Saturday, April 20, 2013

These are my thoughts


As I read my past blog entries from my freshman year of college, I feel like I am reading into the life of a totally different person. Three years ago I felt worthless, unloved, depressed, and very lonely. I remembered walking down the street outside of campus hearing the chatter of people around me thinking they were talking bad about me. I know this sounds a tad dramatic, but let me assure you that all of it is true. It wasn't a mindset I chose to start thinking in, it just happened when I believed a lie. 

When you are pulled from your comfort zone, something you have been familiar with for so long, the tendency is that what you believe in is all put to the test. Things you thought you knew about yourself will go through the fire, and if it doesn't withstand it, it will burn. And just like any situation in life that's what happened with me. 

When I came to Korea for the first time in eight years I was excited. I'm not going to lie, I was looking forward to see familiar things from my childhood. Eating legit Korean food that I haven't had in a long time and even meeting people I knew. The amusement quickly died down when I started college and realized that my mom would leave me to go back to Egypt and I would be all alone. My family has left me once to go ahead of me to Egypt while I tried to finish my school year in the Philippines, but they left me in our house with my aunt and my cousin. So it wasn't too much of a change, but this time my world went upside down when everything was new and I was the only thing familiar to me. 
I later found out that although my college was a Christian college, it was known as one of the top party schools in Korea and every single orientation I attended invited all the incoming freshman to go clubbing and drinking afterwards. This frustrated me a lot! Because God called me to Korea! He was the one that wanted me to attend this specific college! He was the one that promised that He would provide and He has so much in store for me here. Where was all that? Where was the community He promised? Where is the slightest hint of His presence in these people? I couldn't find any of it anywhere! 

Last week one of our pastors at church preached on loneliness. So yes I did not just open a can of worms for no reason. The sermon really made me think back to when I was lonely and going through a hard time. I still get lonely here and there, it's a lot different from what it used to be.
As I sat through the sermon one thing really hit me, she said that we all experience that feeling in our life, because we feel like we lack something in our lives. Just like hunger and thirst. It is something we were made to crave in our lives. She said we were made for intimacy.

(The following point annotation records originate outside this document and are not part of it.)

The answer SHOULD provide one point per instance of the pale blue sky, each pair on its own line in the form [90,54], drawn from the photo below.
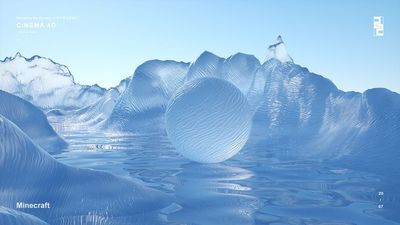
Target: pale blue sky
[108,39]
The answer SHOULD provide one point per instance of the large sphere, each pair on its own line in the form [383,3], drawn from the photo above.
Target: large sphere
[208,120]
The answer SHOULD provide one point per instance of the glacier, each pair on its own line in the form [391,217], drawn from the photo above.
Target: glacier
[31,120]
[90,194]
[269,141]
[142,105]
[45,83]
[14,217]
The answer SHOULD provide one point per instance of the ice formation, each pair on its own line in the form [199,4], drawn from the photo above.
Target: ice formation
[142,105]
[45,83]
[238,69]
[30,174]
[14,217]
[278,51]
[31,120]
[208,120]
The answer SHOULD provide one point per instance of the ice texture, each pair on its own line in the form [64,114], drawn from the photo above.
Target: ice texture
[142,105]
[45,83]
[308,115]
[14,217]
[30,174]
[31,120]
[238,69]
[208,120]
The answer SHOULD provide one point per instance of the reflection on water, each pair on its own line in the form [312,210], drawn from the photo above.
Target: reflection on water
[251,188]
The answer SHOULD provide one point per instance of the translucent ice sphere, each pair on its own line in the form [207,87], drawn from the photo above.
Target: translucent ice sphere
[208,120]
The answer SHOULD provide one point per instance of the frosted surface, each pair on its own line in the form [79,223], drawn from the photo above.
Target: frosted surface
[208,120]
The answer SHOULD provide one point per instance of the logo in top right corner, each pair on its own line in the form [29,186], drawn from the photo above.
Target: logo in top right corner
[378,26]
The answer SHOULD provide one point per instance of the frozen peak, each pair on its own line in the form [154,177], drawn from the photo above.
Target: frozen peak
[278,51]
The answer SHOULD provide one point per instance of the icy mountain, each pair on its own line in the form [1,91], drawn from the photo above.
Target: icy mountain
[142,104]
[293,108]
[31,120]
[14,217]
[307,114]
[30,174]
[45,83]
[154,83]
[278,51]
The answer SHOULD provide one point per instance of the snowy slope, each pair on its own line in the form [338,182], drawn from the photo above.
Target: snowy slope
[45,83]
[31,120]
[90,194]
[142,105]
[14,217]
[306,114]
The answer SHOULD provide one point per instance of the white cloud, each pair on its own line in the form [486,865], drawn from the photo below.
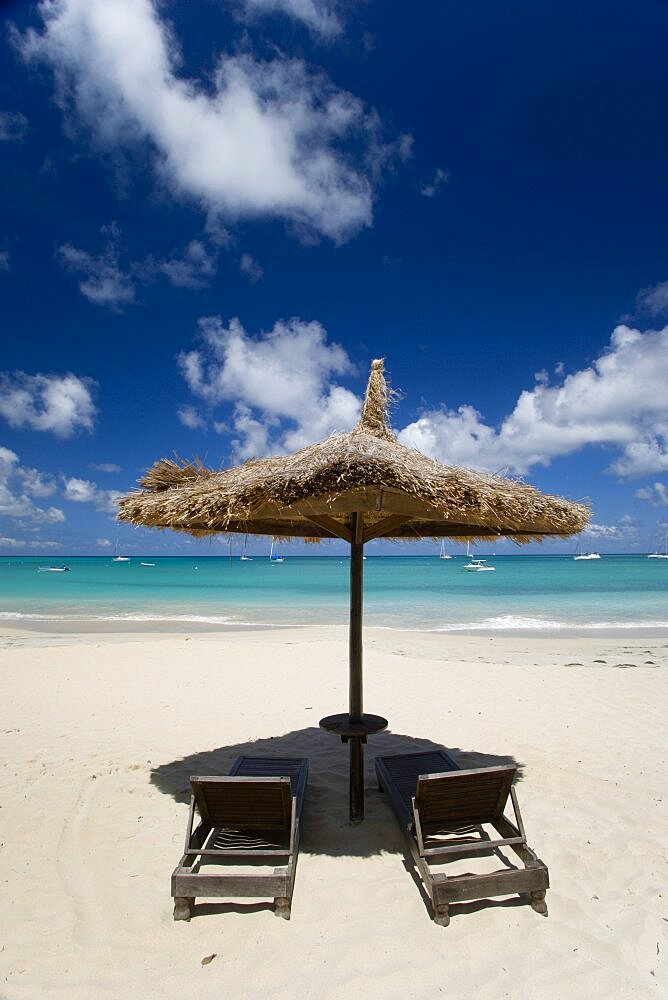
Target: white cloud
[605,530]
[279,383]
[438,181]
[60,404]
[33,543]
[13,126]
[250,267]
[262,139]
[18,485]
[320,16]
[656,494]
[105,467]
[620,400]
[654,301]
[84,491]
[190,418]
[104,282]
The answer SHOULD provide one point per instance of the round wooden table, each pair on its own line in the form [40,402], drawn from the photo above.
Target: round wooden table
[355,732]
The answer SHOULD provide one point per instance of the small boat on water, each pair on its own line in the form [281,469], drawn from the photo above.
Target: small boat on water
[659,555]
[479,566]
[273,557]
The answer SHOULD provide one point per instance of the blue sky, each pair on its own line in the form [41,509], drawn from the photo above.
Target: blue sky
[215,214]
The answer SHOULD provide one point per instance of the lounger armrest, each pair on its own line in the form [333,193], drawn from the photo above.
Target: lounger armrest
[294,826]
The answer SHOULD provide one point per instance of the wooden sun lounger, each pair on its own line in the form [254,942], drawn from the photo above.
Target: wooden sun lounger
[441,810]
[249,818]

That's why we get lonely, we need intimacy! We were made for community and intimacy with Him. So interesting that she put it in the sense. 
Now 3 years later as I sat through that sermon what she spoke of resonated in my heart. I looked at the people around me and knew that this was my family and that there was a reason I am here. These people were the ones that walked me through every step, and broke off every lie that the enemy was speaking about my worth. It was this family that open heartily embraced a hurting girl and loved on her the way Christ would. It was through that love that I no longer saw myself as lonely. In the sermon she mentioned that God always puts the lonely into families and I couldn't agree more. 
Dear friends, you are a part of a much bigger family. Know that you are not alone in any circumstance.